Lisa's right. It isn't strong. It's self centered. There were better ways to say it. It's almost like she's trying to convince herself she made the right choice (perhaps she did; sounds to me like she's got a big ole chip on her shoulder).

I try not to let "I'm a stay at home mom raising my kids" get in the way of things I want to do, but I do sometimes. I have to remind myself, often, that if I were working, the whole house would fall apart. If I taught??? Give me a break! On the other hand, I also have to remind people who aren't SAHMs that I actually do something during the day. OTherwise you get trampled on. But that's another story.

Get Real Girl said...

Stopping by from SITS and I am so glad that I did.
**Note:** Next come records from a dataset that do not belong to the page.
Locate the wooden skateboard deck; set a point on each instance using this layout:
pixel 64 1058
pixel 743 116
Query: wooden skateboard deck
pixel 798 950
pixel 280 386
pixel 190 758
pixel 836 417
I was a working mom and now am a SAHM. I know what it takes to do both and neither are easy. It was very difficult for me to decide to stay home because I had fears of never getting back into the workforce at the level I was at when I left. Now that I have been home for three years, I still have goals, they are just very different. Thanks so much for writing this post. It really hits home for me today!

Emily said...

I've asked myself those questions so many times. I always seem to come up with different answers. I don' think there's an easy answer, but IMHO it all come back down to finding a balance and ultimately what's best for your children, which (again IMHO) is not necessarily what's best for the mom.